The next day, the eighth period bell rings and I shuffle out of class with everyone else. Mía wasn’t in 6th period math or 7th period science. I begin to walk down the main staircase but there is—as there is every day—a traffic jam. I turn and go to the back stairway no one ever has the patience to use. It is dusty and deserted, spiders and their webs its main inhabitants. I descend the stairs with heavy steps, my arms swinging from the impact. As I turn a flight to the lower level, I stop in my tracks. On the platform between the two flights sits Mía on the window sill. Her hair cascades down her tight black shirt and she wears earrings that are too large for her face. Tony’s hands are hungrily on her hips, caressing up and down her sides. She kisses him with her eyes squeezed shut.

They do not see me and after a few moments, they get up and exit through the back door. I am following them before I remember deciding to. I wait a couple minutes before slowly pushing the door open and slipping my body through the small space. It is sunny and bright and I squint away from the sunshine. Ahead is our football field, the perimeter surrounded by a high springy gate with diamond-shaped gaps. I curl my fingers through the large holes and stand so close my nose touches the cold metal. They are in the middle of the field. She sits facing me with her legs curled to her right and he sits opposite her, obscuring her view. I am far enough where they do not notice me, but I can see them somewhat clearly. They kiss in the same awkward tense motion of the staircase. Something claws at my insides.
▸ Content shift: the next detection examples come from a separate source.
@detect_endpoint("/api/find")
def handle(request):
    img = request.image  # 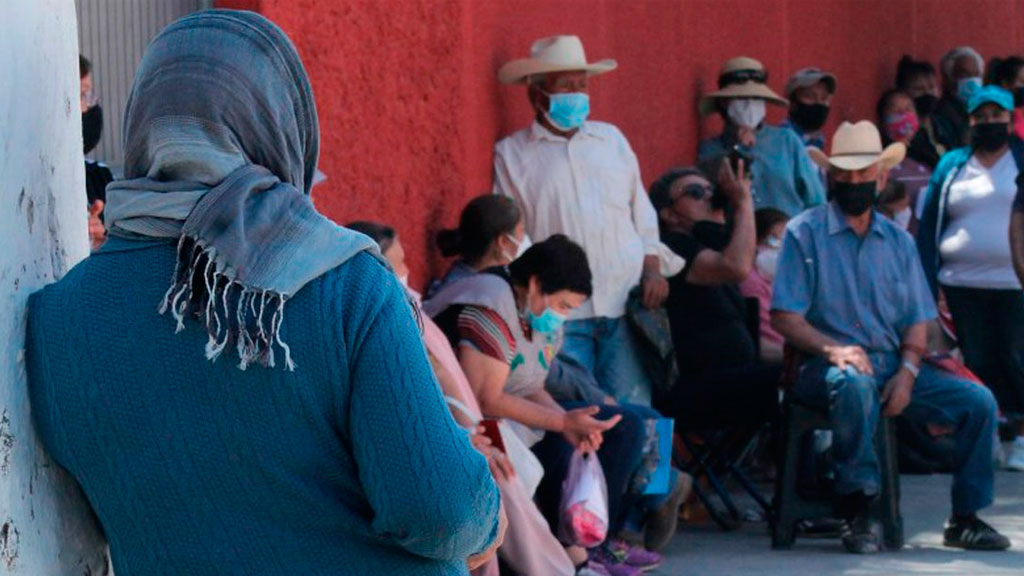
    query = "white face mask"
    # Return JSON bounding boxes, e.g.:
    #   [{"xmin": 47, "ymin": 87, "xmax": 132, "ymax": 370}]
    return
[
  {"xmin": 754, "ymin": 246, "xmax": 778, "ymax": 282},
  {"xmin": 502, "ymin": 234, "xmax": 532, "ymax": 262},
  {"xmin": 726, "ymin": 98, "xmax": 765, "ymax": 129},
  {"xmin": 893, "ymin": 206, "xmax": 913, "ymax": 230},
  {"xmin": 956, "ymin": 76, "xmax": 981, "ymax": 104}
]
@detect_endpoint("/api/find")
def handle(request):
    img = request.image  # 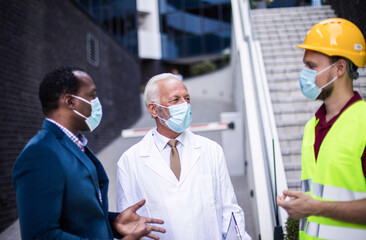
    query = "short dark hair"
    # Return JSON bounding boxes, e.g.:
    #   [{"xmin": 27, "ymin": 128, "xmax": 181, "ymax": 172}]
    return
[{"xmin": 39, "ymin": 67, "xmax": 85, "ymax": 115}]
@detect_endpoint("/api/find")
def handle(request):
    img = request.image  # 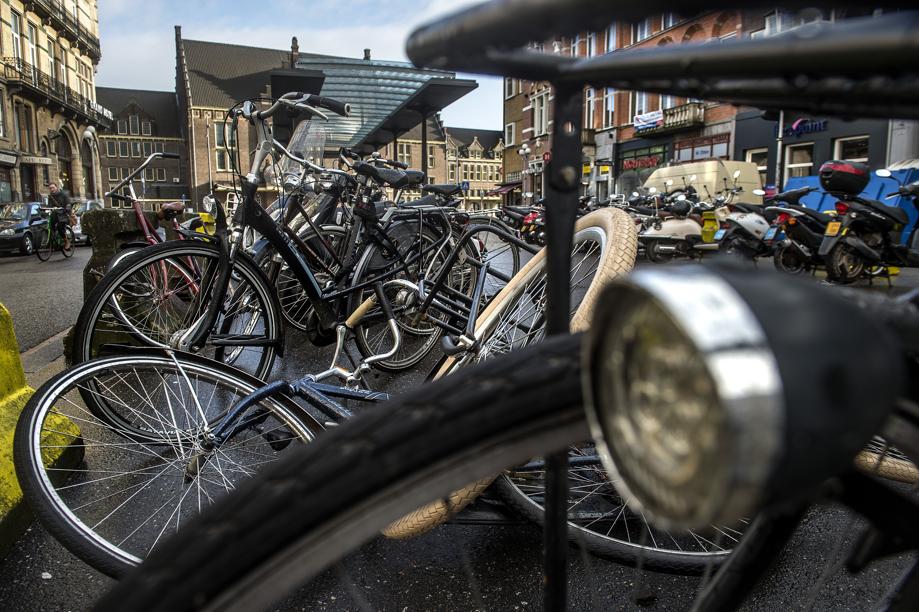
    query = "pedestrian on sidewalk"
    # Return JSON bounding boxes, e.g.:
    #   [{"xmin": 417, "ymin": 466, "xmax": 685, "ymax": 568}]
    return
[{"xmin": 48, "ymin": 183, "xmax": 73, "ymax": 251}]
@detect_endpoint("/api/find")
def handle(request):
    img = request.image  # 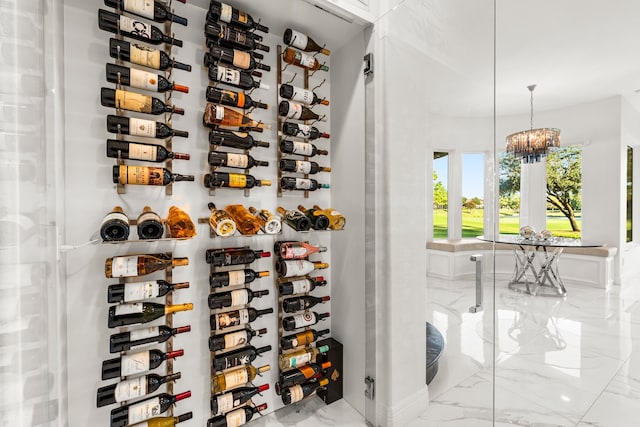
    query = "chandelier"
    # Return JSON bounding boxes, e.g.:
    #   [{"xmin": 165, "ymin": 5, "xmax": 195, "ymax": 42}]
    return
[{"xmin": 507, "ymin": 85, "xmax": 560, "ymax": 163}]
After an eternity, he gives her a small kiss, says something that she nods and smiles to, and walks away. She sits there for a while after he leaves staring at the ground, lost in her thoughts. Her face twists but I cannot tell if it’s a smile.

A moment later, she begins gathering her bag and when she looks up, spots me. I cannot read the look on her face. Her eyebrows furrowed, head tilted, lips parted like someone whose words are wedged in their throat. From the distance I can’t tell if it’s a look of anger or hurt, love or hate. But it only lasts a second.
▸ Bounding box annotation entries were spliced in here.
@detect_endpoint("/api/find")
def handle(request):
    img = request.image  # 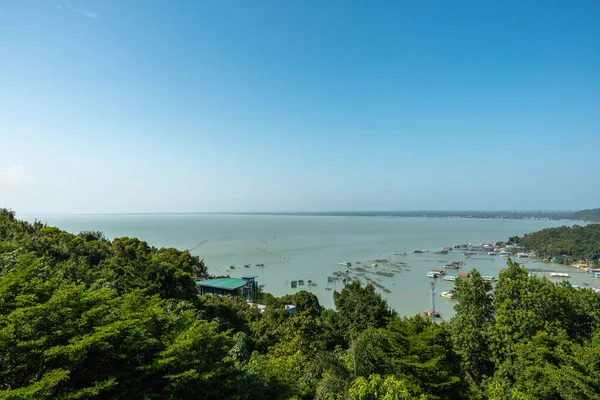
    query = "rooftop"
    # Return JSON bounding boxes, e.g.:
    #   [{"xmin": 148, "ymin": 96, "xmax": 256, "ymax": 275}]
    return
[{"xmin": 196, "ymin": 278, "xmax": 246, "ymax": 290}]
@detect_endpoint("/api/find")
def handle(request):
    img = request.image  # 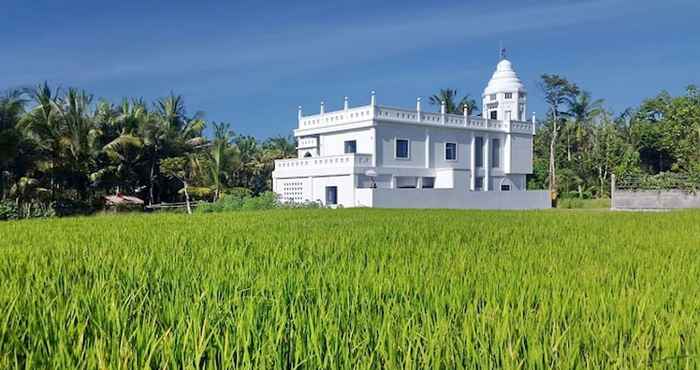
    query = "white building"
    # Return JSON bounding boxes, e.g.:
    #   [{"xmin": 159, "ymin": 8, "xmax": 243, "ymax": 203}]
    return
[{"xmin": 272, "ymin": 58, "xmax": 550, "ymax": 208}]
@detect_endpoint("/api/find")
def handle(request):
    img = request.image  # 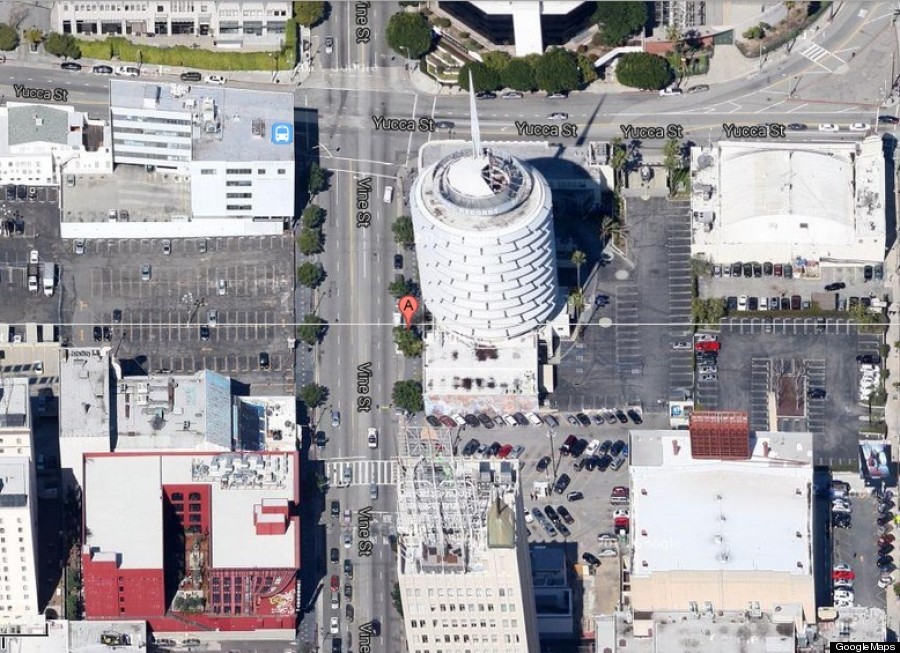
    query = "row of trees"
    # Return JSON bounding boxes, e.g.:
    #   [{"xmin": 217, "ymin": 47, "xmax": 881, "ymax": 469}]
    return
[{"xmin": 458, "ymin": 48, "xmax": 597, "ymax": 93}]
As soon as she notices me, she is suddenly restless, wiping invisible specks off her black skirt. She seems to stand there forever as I watch her, brushing bits and pieces of nothing off her clothes, tucking strands of hair behind an ear that is already full, fidgeting with her bookbag. She rises from the green field, still wiping her skirt and avoiding my eyes. She moves a hand across her waist, brushing off ghostly dirt. I want to give her a look that asks what she’s doing but she doesn’t lift her eyes to mine, only continues patting at her shirt, slapping something off her body where the motion looks almost painful. I watch as she stands there cleaning herself, intent on dusting off shame.